In the previous results, OCT offers noninvasive, real-time visualization of the different layers of the skin in almost histopathological resolution in vivo. OCT imaging enables to confirm the depth of penetration and density of these microscopic wound spots. In this study, we propose to use OCT for noninvasive monitoring the treatment outcome of AFL and evaluate the feasibility of water diffusion through the induced ablative channels. With OCT scanning, the penetration depth of laser spot can be quantitative evaluated, enabling to optimize the feasible laser energy parameters in treating nail diseases. The OCT results were also compared with the results of histology and dermoscopic examination. In addition, to understand the feasibility of fractional laser-assisted drug delivery, speckle variance in OCT signal is used to observe and to estimate water diffusion process through the ablative channels into the nail plate. Finally, the water diffusion process is also discussed. The utilization of OCT in the evaluation of nail fractional laser treatment is a promising technique for future medical applications in the treatment of nail diseases such as nail fungus infection.

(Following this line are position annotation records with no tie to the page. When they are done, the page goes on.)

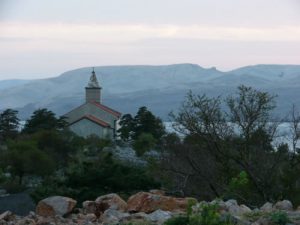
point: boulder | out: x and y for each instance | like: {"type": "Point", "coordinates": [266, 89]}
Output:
{"type": "Point", "coordinates": [285, 205]}
{"type": "Point", "coordinates": [148, 203]}
{"type": "Point", "coordinates": [267, 207]}
{"type": "Point", "coordinates": [7, 215]}
{"type": "Point", "coordinates": [136, 218]}
{"type": "Point", "coordinates": [157, 192]}
{"type": "Point", "coordinates": [25, 221]}
{"type": "Point", "coordinates": [55, 205]}
{"type": "Point", "coordinates": [159, 216]}
{"type": "Point", "coordinates": [89, 207]}
{"type": "Point", "coordinates": [111, 201]}
{"type": "Point", "coordinates": [112, 216]}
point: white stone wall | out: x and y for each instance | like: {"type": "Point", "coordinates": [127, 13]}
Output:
{"type": "Point", "coordinates": [86, 128]}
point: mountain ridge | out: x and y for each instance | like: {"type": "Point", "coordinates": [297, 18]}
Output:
{"type": "Point", "coordinates": [161, 88]}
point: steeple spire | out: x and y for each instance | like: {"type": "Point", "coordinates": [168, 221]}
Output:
{"type": "Point", "coordinates": [93, 89]}
{"type": "Point", "coordinates": [93, 83]}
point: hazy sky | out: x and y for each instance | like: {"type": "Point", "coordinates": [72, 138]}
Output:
{"type": "Point", "coordinates": [42, 38]}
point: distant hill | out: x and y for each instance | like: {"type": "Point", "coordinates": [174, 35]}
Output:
{"type": "Point", "coordinates": [4, 84]}
{"type": "Point", "coordinates": [161, 88]}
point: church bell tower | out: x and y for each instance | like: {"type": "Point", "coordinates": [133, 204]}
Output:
{"type": "Point", "coordinates": [93, 90]}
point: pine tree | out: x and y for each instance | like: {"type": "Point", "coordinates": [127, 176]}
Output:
{"type": "Point", "coordinates": [9, 124]}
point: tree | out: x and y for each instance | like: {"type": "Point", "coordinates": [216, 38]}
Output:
{"type": "Point", "coordinates": [234, 140]}
{"type": "Point", "coordinates": [146, 122]}
{"type": "Point", "coordinates": [143, 122]}
{"type": "Point", "coordinates": [144, 143]}
{"type": "Point", "coordinates": [127, 127]}
{"type": "Point", "coordinates": [9, 124]}
{"type": "Point", "coordinates": [24, 158]}
{"type": "Point", "coordinates": [43, 119]}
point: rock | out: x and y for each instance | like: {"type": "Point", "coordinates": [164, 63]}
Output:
{"type": "Point", "coordinates": [159, 216]}
{"type": "Point", "coordinates": [91, 217]}
{"type": "Point", "coordinates": [148, 202]}
{"type": "Point", "coordinates": [111, 201]}
{"type": "Point", "coordinates": [26, 221]}
{"type": "Point", "coordinates": [267, 207]}
{"type": "Point", "coordinates": [7, 216]}
{"type": "Point", "coordinates": [136, 218]}
{"type": "Point", "coordinates": [55, 205]}
{"type": "Point", "coordinates": [157, 192]}
{"type": "Point", "coordinates": [89, 207]}
{"type": "Point", "coordinates": [112, 216]}
{"type": "Point", "coordinates": [284, 205]}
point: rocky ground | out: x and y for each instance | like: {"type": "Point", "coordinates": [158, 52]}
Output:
{"type": "Point", "coordinates": [145, 208]}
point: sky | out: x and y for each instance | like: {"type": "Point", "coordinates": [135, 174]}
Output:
{"type": "Point", "coordinates": [40, 39]}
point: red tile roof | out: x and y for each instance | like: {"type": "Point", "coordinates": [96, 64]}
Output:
{"type": "Point", "coordinates": [93, 119]}
{"type": "Point", "coordinates": [107, 109]}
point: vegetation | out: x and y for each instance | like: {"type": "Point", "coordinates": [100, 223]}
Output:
{"type": "Point", "coordinates": [207, 215]}
{"type": "Point", "coordinates": [144, 130]}
{"type": "Point", "coordinates": [9, 124]}
{"type": "Point", "coordinates": [279, 218]}
{"type": "Point", "coordinates": [225, 150]}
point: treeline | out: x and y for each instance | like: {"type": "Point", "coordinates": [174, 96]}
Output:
{"type": "Point", "coordinates": [214, 153]}
{"type": "Point", "coordinates": [50, 160]}
{"type": "Point", "coordinates": [225, 147]}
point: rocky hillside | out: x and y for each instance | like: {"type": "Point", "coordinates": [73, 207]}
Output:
{"type": "Point", "coordinates": [160, 88]}
{"type": "Point", "coordinates": [153, 207]}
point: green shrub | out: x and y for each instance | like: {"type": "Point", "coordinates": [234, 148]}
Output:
{"type": "Point", "coordinates": [180, 220]}
{"type": "Point", "coordinates": [207, 214]}
{"type": "Point", "coordinates": [279, 218]}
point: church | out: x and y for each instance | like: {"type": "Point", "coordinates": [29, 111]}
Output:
{"type": "Point", "coordinates": [92, 117]}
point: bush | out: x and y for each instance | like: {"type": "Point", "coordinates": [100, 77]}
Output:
{"type": "Point", "coordinates": [87, 178]}
{"type": "Point", "coordinates": [206, 215]}
{"type": "Point", "coordinates": [180, 220]}
{"type": "Point", "coordinates": [279, 218]}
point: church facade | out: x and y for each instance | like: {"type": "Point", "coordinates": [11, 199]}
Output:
{"type": "Point", "coordinates": [92, 117]}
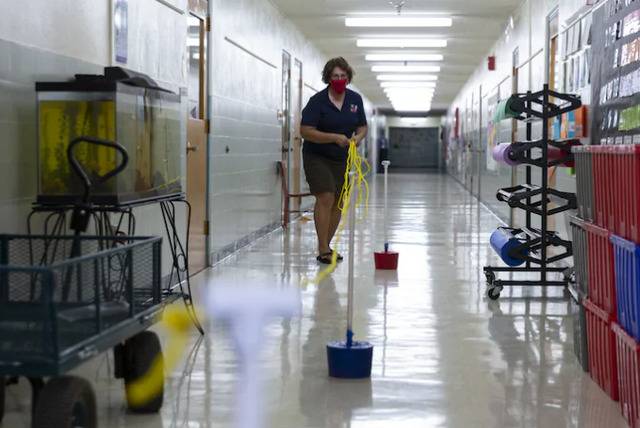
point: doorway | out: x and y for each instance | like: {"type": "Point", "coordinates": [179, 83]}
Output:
{"type": "Point", "coordinates": [414, 148]}
{"type": "Point", "coordinates": [197, 131]}
{"type": "Point", "coordinates": [295, 174]}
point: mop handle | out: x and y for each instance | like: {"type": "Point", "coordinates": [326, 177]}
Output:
{"type": "Point", "coordinates": [352, 238]}
{"type": "Point", "coordinates": [386, 164]}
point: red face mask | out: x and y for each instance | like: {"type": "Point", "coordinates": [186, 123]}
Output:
{"type": "Point", "coordinates": [339, 85]}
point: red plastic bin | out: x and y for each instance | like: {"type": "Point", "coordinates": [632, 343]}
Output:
{"type": "Point", "coordinates": [616, 176]}
{"type": "Point", "coordinates": [628, 353]}
{"type": "Point", "coordinates": [603, 363]}
{"type": "Point", "coordinates": [628, 188]}
{"type": "Point", "coordinates": [602, 284]}
{"type": "Point", "coordinates": [603, 185]}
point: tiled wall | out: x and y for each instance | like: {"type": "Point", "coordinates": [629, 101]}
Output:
{"type": "Point", "coordinates": [528, 36]}
{"type": "Point", "coordinates": [245, 94]}
{"type": "Point", "coordinates": [51, 41]}
{"type": "Point", "coordinates": [20, 67]}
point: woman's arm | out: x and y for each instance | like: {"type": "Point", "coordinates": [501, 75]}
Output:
{"type": "Point", "coordinates": [312, 134]}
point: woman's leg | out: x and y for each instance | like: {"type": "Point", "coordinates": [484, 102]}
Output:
{"type": "Point", "coordinates": [323, 216]}
{"type": "Point", "coordinates": [335, 220]}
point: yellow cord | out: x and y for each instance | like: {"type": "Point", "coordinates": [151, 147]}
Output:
{"type": "Point", "coordinates": [359, 165]}
{"type": "Point", "coordinates": [177, 322]}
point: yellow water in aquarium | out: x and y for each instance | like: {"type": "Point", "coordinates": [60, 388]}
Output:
{"type": "Point", "coordinates": [62, 121]}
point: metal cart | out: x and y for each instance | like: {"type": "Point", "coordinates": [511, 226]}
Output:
{"type": "Point", "coordinates": [66, 299]}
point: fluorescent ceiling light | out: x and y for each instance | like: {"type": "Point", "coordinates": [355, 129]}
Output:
{"type": "Point", "coordinates": [410, 91]}
{"type": "Point", "coordinates": [404, 57]}
{"type": "Point", "coordinates": [402, 43]}
{"type": "Point", "coordinates": [407, 77]}
{"type": "Point", "coordinates": [405, 69]}
{"type": "Point", "coordinates": [411, 108]}
{"type": "Point", "coordinates": [388, 85]}
{"type": "Point", "coordinates": [399, 21]}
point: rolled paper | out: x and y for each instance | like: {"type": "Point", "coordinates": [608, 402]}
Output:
{"type": "Point", "coordinates": [503, 154]}
{"type": "Point", "coordinates": [503, 242]}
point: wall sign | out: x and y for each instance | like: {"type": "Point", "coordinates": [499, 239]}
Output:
{"type": "Point", "coordinates": [121, 30]}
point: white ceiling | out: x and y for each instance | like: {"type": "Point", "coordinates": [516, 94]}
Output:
{"type": "Point", "coordinates": [477, 24]}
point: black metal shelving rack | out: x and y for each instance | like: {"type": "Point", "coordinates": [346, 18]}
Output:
{"type": "Point", "coordinates": [534, 199]}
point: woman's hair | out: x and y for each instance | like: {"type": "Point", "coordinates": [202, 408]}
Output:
{"type": "Point", "coordinates": [333, 63]}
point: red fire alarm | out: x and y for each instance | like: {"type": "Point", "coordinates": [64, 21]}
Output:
{"type": "Point", "coordinates": [492, 63]}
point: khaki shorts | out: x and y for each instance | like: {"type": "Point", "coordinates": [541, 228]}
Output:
{"type": "Point", "coordinates": [324, 175]}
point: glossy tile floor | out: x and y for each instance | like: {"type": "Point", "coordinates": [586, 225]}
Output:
{"type": "Point", "coordinates": [444, 355]}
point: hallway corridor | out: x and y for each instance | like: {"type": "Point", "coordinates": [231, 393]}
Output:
{"type": "Point", "coordinates": [444, 355]}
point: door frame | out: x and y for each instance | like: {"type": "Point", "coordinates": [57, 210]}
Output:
{"type": "Point", "coordinates": [295, 149]}
{"type": "Point", "coordinates": [201, 9]}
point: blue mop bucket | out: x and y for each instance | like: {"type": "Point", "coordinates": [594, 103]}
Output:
{"type": "Point", "coordinates": [504, 242]}
{"type": "Point", "coordinates": [350, 361]}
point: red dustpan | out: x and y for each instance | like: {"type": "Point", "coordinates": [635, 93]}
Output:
{"type": "Point", "coordinates": [387, 260]}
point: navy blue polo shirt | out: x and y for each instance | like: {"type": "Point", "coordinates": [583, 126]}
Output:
{"type": "Point", "coordinates": [323, 115]}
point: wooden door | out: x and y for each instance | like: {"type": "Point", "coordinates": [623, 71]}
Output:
{"type": "Point", "coordinates": [197, 144]}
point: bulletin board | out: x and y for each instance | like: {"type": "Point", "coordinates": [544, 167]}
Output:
{"type": "Point", "coordinates": [616, 73]}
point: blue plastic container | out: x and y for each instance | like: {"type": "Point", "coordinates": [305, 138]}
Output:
{"type": "Point", "coordinates": [352, 362]}
{"type": "Point", "coordinates": [627, 271]}
{"type": "Point", "coordinates": [504, 242]}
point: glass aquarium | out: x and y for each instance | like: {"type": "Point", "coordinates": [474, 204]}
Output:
{"type": "Point", "coordinates": [119, 106]}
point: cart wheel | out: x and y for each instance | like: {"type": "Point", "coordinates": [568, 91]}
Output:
{"type": "Point", "coordinates": [494, 293]}
{"type": "Point", "coordinates": [3, 385]}
{"type": "Point", "coordinates": [66, 402]}
{"type": "Point", "coordinates": [140, 352]}
{"type": "Point", "coordinates": [490, 277]}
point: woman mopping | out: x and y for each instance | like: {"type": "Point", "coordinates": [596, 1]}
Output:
{"type": "Point", "coordinates": [330, 121]}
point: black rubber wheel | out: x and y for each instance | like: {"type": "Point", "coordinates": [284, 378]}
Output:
{"type": "Point", "coordinates": [140, 352]}
{"type": "Point", "coordinates": [490, 277]}
{"type": "Point", "coordinates": [494, 293]}
{"type": "Point", "coordinates": [66, 402]}
{"type": "Point", "coordinates": [3, 386]}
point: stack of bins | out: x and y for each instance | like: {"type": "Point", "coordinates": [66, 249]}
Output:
{"type": "Point", "coordinates": [594, 263]}
{"type": "Point", "coordinates": [584, 179]}
{"type": "Point", "coordinates": [580, 292]}
{"type": "Point", "coordinates": [601, 310]}
{"type": "Point", "coordinates": [627, 331]}
{"type": "Point", "coordinates": [616, 209]}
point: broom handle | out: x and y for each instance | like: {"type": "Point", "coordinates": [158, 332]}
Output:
{"type": "Point", "coordinates": [352, 238]}
{"type": "Point", "coordinates": [386, 164]}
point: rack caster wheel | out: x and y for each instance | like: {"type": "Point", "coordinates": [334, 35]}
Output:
{"type": "Point", "coordinates": [140, 353]}
{"type": "Point", "coordinates": [569, 276]}
{"type": "Point", "coordinates": [494, 293]}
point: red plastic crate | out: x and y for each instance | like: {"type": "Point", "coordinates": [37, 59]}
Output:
{"type": "Point", "coordinates": [628, 352]}
{"type": "Point", "coordinates": [602, 284]}
{"type": "Point", "coordinates": [616, 172]}
{"type": "Point", "coordinates": [628, 186]}
{"type": "Point", "coordinates": [602, 186]}
{"type": "Point", "coordinates": [603, 363]}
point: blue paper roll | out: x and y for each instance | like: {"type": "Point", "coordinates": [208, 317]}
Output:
{"type": "Point", "coordinates": [503, 242]}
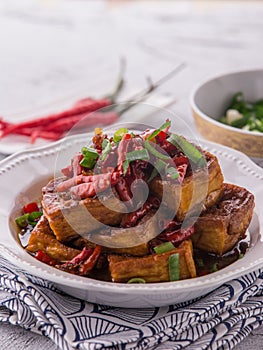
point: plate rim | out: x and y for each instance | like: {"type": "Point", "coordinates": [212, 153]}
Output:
{"type": "Point", "coordinates": [59, 277]}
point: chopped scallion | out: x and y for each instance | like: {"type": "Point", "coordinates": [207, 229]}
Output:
{"type": "Point", "coordinates": [106, 148]}
{"type": "Point", "coordinates": [172, 172]}
{"type": "Point", "coordinates": [118, 135]}
{"type": "Point", "coordinates": [157, 131]}
{"type": "Point", "coordinates": [163, 247]}
{"type": "Point", "coordinates": [140, 154]}
{"type": "Point", "coordinates": [153, 150]}
{"type": "Point", "coordinates": [174, 267]}
{"type": "Point", "coordinates": [90, 157]}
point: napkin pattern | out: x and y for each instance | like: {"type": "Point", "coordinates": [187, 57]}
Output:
{"type": "Point", "coordinates": [218, 320]}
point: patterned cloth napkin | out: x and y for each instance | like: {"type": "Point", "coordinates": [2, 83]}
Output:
{"type": "Point", "coordinates": [219, 320]}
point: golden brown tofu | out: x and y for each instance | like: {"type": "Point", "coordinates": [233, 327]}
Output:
{"type": "Point", "coordinates": [129, 240]}
{"type": "Point", "coordinates": [198, 191]}
{"type": "Point", "coordinates": [43, 239]}
{"type": "Point", "coordinates": [152, 268]}
{"type": "Point", "coordinates": [68, 217]}
{"type": "Point", "coordinates": [220, 228]}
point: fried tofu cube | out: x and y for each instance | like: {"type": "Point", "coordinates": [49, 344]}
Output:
{"type": "Point", "coordinates": [152, 268]}
{"type": "Point", "coordinates": [198, 191]}
{"type": "Point", "coordinates": [220, 228]}
{"type": "Point", "coordinates": [42, 238]}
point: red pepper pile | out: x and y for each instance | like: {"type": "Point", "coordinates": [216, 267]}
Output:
{"type": "Point", "coordinates": [54, 126]}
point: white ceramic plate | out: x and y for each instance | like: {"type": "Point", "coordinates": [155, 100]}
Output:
{"type": "Point", "coordinates": [16, 143]}
{"type": "Point", "coordinates": [22, 175]}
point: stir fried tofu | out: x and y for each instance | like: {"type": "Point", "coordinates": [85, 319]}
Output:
{"type": "Point", "coordinates": [152, 268]}
{"type": "Point", "coordinates": [42, 238]}
{"type": "Point", "coordinates": [224, 224]}
{"type": "Point", "coordinates": [69, 217]}
{"type": "Point", "coordinates": [197, 192]}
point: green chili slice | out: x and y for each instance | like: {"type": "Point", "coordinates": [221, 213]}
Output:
{"type": "Point", "coordinates": [22, 221]}
{"type": "Point", "coordinates": [28, 219]}
{"type": "Point", "coordinates": [118, 135]}
{"type": "Point", "coordinates": [106, 148]}
{"type": "Point", "coordinates": [174, 267]}
{"type": "Point", "coordinates": [90, 157]}
{"type": "Point", "coordinates": [188, 149]}
{"type": "Point", "coordinates": [157, 131]}
{"type": "Point", "coordinates": [140, 154]}
{"type": "Point", "coordinates": [136, 280]}
{"type": "Point", "coordinates": [173, 172]}
{"type": "Point", "coordinates": [163, 247]}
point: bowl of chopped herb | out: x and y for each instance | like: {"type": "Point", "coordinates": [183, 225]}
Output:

2. System setup and experimental methods

2.1 OCT system setup

In this study, we demonstrated an SS-OCT system with a scanning probe for skin imaging, as shown in Fig. 1. The central wavelength of the wavelength-sweeping laser (HSL-20, Santec Corp., Japan) is located at 1310 nm with a scanning range of 105 nm, which corresponds to a theoretical resolution in the longitudinal direction of ~7 μm. The laser source can provide a scanning rate of 100 kHz and an output power of 20 mW, respectively. Then, the output light was connected to a Mach-Zehnder interferometer, composed of two circulators and two couplers. For skin scanning, a handheld probe with three-dimensional imaging ability was fabricated, which was composed of a collimator, a reflective prism, a two-axis galvanometer and a 10 × objective lens (LSM02, Thorlabs Inc., New Jersey, US). In our system, the transverse resolution is approximately 7 μm. In order to compensate the dispersion induced by the objective lens used in the scanning probe, a dispersion compensator was inserted in the reference arm. Finally, the interference signal combined from the sample and reference arms was detected by a balanced detector. To resample the interference spectrum, a k-clock signal generated from the light source was utilized as an external clock and received by a digitizer (ATS9350, Alazar Technologies Inc., Canada). To scan human skin, the physical area of OCT imaging was set to be approximately 2.5 × 2.5 × 3 mm3, consisting of 1000 × 500 × 600 voxels. Based on an A-scan rate of 100 kHz, the frame rate of our OCT system can achieve 100 frames/s, in which each frame is composed of 1000 A-scans.

 figure: Fig. 1

Fig. 1 Schematic diagram of OCT system. FC: fiber coupler; CIR: circulator; G: two-axis galvanometer; SMF: single-mode fiber, DC: dispersion compensator, M: mirror, and OB: objective lens. The physical area of OCT imaging was set to be approximately 2.5 × 2.5 mm2.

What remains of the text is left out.